Though replete with delays, exceptions, confusing decisions, and perverse incentives, the implementation of the Patient Protection and Affordable Care Act (PPACA) continues to move forward.
The Administration is reporting this week that enrollees on the state and federal health exchanges have so far fallen short of initial projections, though December enrollments showed a significant improvement over the first two months of the troubled launch. Open enrollment in the exchanges for individuals runs until March 31, 2014.
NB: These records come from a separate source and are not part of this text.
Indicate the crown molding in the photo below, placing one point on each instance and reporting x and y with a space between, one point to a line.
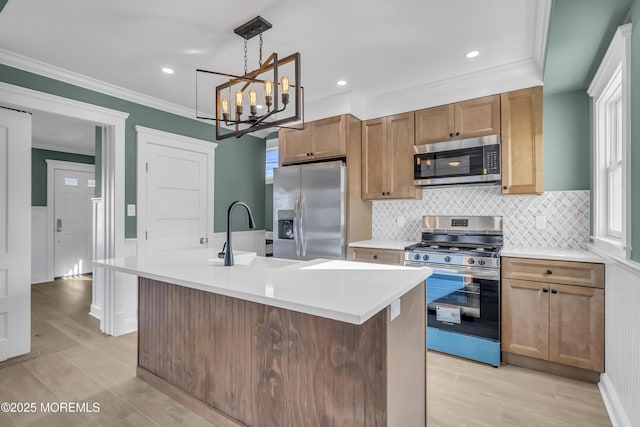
24 63
541 34
63 148
490 81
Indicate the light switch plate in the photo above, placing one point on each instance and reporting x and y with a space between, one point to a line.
395 309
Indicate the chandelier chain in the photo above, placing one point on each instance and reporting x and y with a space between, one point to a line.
245 56
260 60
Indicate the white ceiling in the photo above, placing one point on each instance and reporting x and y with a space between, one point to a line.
384 49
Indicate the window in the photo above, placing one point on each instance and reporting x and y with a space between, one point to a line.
610 90
272 158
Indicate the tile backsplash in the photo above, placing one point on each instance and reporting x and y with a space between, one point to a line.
566 213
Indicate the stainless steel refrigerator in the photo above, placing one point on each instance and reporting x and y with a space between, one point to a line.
309 211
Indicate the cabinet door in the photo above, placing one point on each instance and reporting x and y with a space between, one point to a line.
400 139
525 318
374 158
522 153
327 138
576 326
378 256
434 124
294 145
477 117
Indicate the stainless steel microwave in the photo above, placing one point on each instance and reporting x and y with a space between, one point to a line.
464 161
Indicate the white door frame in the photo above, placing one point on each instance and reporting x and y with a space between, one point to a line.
52 167
146 136
113 169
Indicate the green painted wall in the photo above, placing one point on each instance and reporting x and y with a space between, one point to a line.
239 167
567 142
635 131
268 207
98 163
39 171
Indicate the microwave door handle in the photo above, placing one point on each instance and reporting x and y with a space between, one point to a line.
303 244
296 226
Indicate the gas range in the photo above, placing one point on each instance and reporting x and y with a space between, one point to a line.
472 241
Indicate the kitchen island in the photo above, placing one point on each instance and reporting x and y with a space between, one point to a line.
272 342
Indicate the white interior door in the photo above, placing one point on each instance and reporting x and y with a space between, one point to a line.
73 191
176 198
15 233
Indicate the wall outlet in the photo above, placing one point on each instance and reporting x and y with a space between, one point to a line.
395 309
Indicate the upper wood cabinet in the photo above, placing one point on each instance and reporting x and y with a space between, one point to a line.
554 311
319 140
387 158
468 119
522 148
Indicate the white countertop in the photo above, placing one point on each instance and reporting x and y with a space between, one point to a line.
396 245
347 291
557 254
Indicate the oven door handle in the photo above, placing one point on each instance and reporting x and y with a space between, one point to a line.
479 273
468 272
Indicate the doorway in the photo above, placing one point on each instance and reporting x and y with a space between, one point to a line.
112 235
70 220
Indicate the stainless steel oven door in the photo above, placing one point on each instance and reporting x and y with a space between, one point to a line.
464 300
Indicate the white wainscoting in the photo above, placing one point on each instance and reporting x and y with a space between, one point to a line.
97 294
620 384
125 301
39 244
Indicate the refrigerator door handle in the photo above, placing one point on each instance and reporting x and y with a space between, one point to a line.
296 225
302 241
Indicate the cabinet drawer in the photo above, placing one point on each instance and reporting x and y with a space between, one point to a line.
379 256
564 272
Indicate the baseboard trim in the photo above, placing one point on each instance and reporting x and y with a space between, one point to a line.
616 411
197 406
551 367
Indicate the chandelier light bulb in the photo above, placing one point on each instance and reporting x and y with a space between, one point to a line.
239 99
268 88
284 82
253 99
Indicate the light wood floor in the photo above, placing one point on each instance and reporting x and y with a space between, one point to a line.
71 361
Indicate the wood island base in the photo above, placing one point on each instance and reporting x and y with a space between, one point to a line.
237 362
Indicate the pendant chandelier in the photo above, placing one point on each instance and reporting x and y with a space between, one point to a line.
272 92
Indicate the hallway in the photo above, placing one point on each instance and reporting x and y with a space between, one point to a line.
72 361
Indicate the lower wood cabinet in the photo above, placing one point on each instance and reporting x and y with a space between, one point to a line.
549 313
378 256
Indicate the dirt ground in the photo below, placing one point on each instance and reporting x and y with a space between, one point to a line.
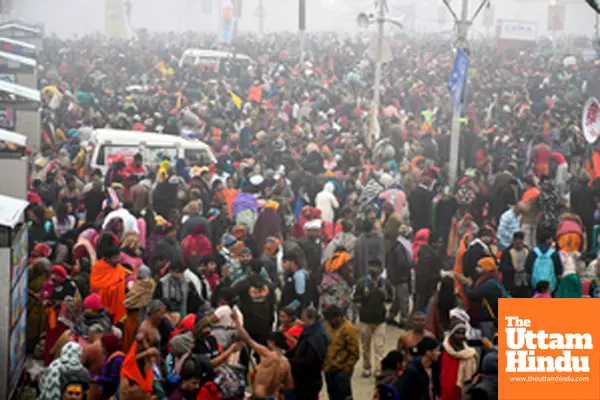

Potentially more troubling than the total number of enrollees is the relatively low proportion—thus far—of younger adults who make up this covered pool. One of the primary concerns about PPACA implementation has been whether sufficient numbers of younger, healthier Americans would sign-up for coverage. Without the participation of this key demographic, premiums could spike for the rest of the pool. So far, the Administration reports that only 24 percent of the new enrollees have been in the 18-34 age group, despite making up 40 percent of the total eligible pool. Nevertheless, the Administration continues to express confidence that the share of younger adults will rise as the March 31 deadline approaches; they reason that older, sicker individuals are more likely to sign-up sooner, while younger, healthier individuals are more likely to put of the purchase until close to the deadline.
Another component of the health care law kicked-in on January 1: the Health Insurance Tax (HIT). This is ostensibly a tax on health insurers, but the tax will inevitably be passed on in higher small business premiums. NSBA has strongly urged repeal of the HIT, as it will only exacerbate the premium rate increases already expected by most small businesses over the next year.